Friday, September 28, 2012

GoogleTalk from Perl

Neat use of a Google API.

Thoughts about being a good programmer

Nice article, suitable for contemplation.

Learnable programming

An absolutely fascinating system for linking code to graphical results to facilitate understanding of the algorithm.  Wow.

Spam starting point

Forum spam. We loves it, preciouss.

Freemind

I've encountered Freemind before, but a very interesting programming strategy article popped up today: Freemind lets you extend your working memory by indexing knowledge in an accessible manner.

On the one hand, I do find this a very exciting concept.
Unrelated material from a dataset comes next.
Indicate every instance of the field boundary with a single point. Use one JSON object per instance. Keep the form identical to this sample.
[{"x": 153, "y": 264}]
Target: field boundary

I had to do something on Unix just the other day and - as freaking always - it took me twenty times the amount of time it should have, because I have no memory of commands and parameter structures at all.  I never have.  So I certainly need something like this to back me up.

But on the other hand, I just can't believe that this somewhat simplistic structure is the thing to do that job.  Maybe it is - it would certainly be better than nothing, which is what I use now.  And I certainly have to admit that the look of the program is fantastic - much, much better than the last time it crossed my sights.

But it's Java.  Not.. that I have a personal and burning hatred for Java or anything, but it's a way conservative language and I'm a way liberal programmer, so it fits my style poorly.  I've never been able to get mental traction with it.  (Maybe now would be the time.)

And the other thing: it's too restricted.  It's a single hierarchical structure (or so it appears right now), with no multidimensional tagging or sorting, no alternative structures like maybe tables embedded, the text seems restricted in size...  If I had a more extensible structure I'd be more interested.

Something like it based on Decl or actually integrated into the language would probably be closer to what I want.  After all, Decl is supposed to be there to model mental maps.  A graphical interface seems like a logical tool.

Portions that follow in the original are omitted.